She narrows her eyes at him. "Is that a demand or do I still get free will?"
"Come on, now. I don't bite."
"I do."
She ignores Rafe's eyes, boring holes into her as she reluctantly follows Singh to the sitting area, richly decorated in the same horrid way as the rest of the house.
He shakes his head as he joins her. "Rough tactics," he echoes, like he cares. "What about me?"
"Yes, Mister Cameron, false pretenses," he admits, pouring himself a whiskey. "But the ends justify the means, I'm afraid. Sit down. We have a lot to talk about."
Rafe sits on the sofa next to Kathryn's chair. She crosses her arms on her chest, leaning back, feet kicking idly, feigning a coolness she doesn't have. "And what are these ends, exactly?"
"Well, Miss Darcy, Mister Cameron, we share certain interests, you know." Not house decorations. "Objectives."
"Is this not about the Cross?" Rafe asks, clearly frustrated that his deal fell through, which makes Kathryn smirk.
"It is. Tangentially, it is about the Cross, but it's also about something much, much bigger than the Cross."
He stops in front of a painting that Kathryn can't date, but can hazard is about El Dorado. The conquistador and the city of gold in the middle of the jungle kind of sells it for her. Not a lot of myths fit both standards.
"By orders of magnitude..." Singh goes on, staring at it. "...the completion of a grand quest. You see, the story goes that four hundred and fifty years ago, a Spanish soldier came out of the Orinoco Basin with a few gold beads. And when they asked the Spanish soldier where the bead came from, the Spanish soldier replied he got them from a peaceful Indigenous tribe who lived in a city of gold."
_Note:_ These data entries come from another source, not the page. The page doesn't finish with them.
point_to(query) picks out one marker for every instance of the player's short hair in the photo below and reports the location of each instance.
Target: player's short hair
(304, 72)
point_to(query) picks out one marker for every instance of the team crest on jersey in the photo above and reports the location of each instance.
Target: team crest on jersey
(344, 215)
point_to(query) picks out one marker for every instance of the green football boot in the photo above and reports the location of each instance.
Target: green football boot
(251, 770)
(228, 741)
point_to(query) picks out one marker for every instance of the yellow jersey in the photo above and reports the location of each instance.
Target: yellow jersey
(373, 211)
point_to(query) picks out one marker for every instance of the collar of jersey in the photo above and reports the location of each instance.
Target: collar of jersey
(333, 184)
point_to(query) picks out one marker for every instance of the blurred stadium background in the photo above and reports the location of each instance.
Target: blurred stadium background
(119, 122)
Oh. Oh, so they went from crazy christian lady to crazy full on legend dude. Well that's good to hear.
"Yeah, I think we know what El Dorado is," Kathryn shortens. "You're aware that it doesn't exist? People tried to find it and didn't for a reason."
"It falls to me, you know," he tells her, picking up an old knife and she has to pinch herself not to roll her eyes. "It falls to me to complete the task. To bring full circle a quest that has gone on for almost five hundred years. Perhaps... perhaps the greatest quest in the history of the western hemisphere, you know."
She thinks the fact that she's convinced he's insane is written all over her face. "Okay... As far as I know, neither I or fucker over there have anything to do with that."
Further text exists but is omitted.